Youna - Tu as de la chance.

 Maria – Tu crois ? Tais toi va. Tu dis « j'étouffe »... T'étouffais avant ? Quand ils sont nés, quand ils étaient petits, quand tu les regardais grandir ?

 Youna – Je les ai vécus à pleins poumons !

 Maria – Tu vois... Moi toujours j'ai étouffé, toujours !

Elles se taisent. Maria fredonne la chanson de St nicolas.

- Ils étaient trois petits enfants

 qui s'en allaient glaner aux champs

 ils sont tant allés et venus

 que le soleil les a perdus

 Subitement :

 Maria – Et l'enfant ?

 Youna – Je t'ai dit que je partais le chercher.
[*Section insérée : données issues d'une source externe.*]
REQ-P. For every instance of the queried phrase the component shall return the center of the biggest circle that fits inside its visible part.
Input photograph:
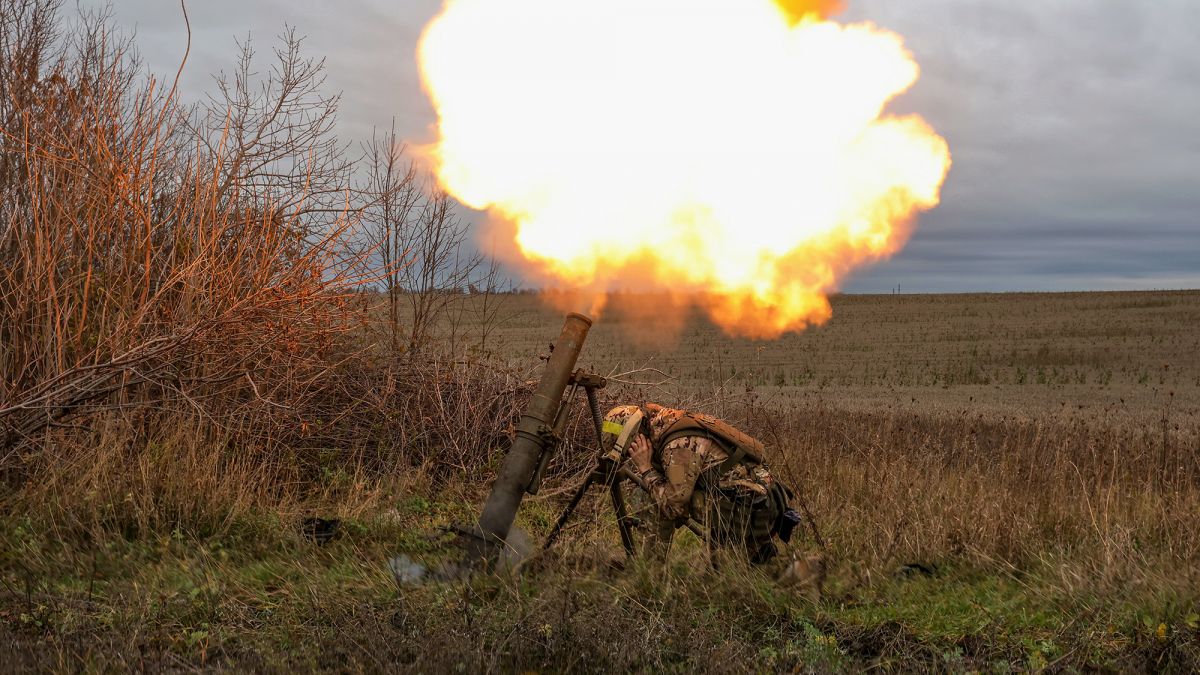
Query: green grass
(263, 597)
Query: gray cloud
(1074, 124)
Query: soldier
(697, 466)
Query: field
(1003, 482)
(220, 322)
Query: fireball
(737, 153)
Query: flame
(736, 151)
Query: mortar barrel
(501, 508)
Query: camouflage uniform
(685, 481)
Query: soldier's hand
(640, 452)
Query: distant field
(1126, 357)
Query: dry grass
(189, 368)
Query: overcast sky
(1074, 124)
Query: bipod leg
(570, 508)
(623, 525)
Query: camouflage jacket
(684, 460)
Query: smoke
(798, 10)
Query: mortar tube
(501, 508)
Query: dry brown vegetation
(219, 320)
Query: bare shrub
(143, 269)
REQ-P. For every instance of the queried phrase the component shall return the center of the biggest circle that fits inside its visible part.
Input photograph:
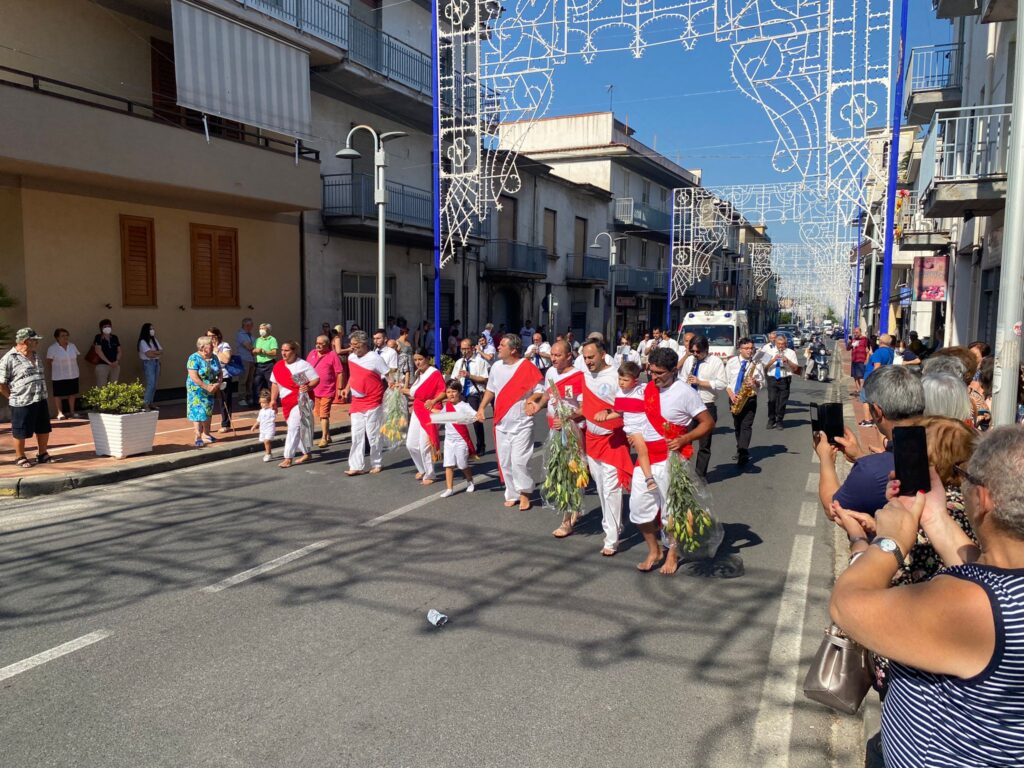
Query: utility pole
(1009, 316)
 Maria – Non, celui que tu portes.

 Youna – Il va me suivre. (Elle rit) Il n'a pas vraiment le choix.

 Maria – Tu vas le perdre...

 Youna – Si je restais ici je le perdrais de toutes façons, il ne serait pas le bienvenu...

 Maria – Tu n'en veux pas ?

 Youna – Bien sûr que si ! Mais je veux son frère aussi. Si je ramène son frère celui la aura sa place.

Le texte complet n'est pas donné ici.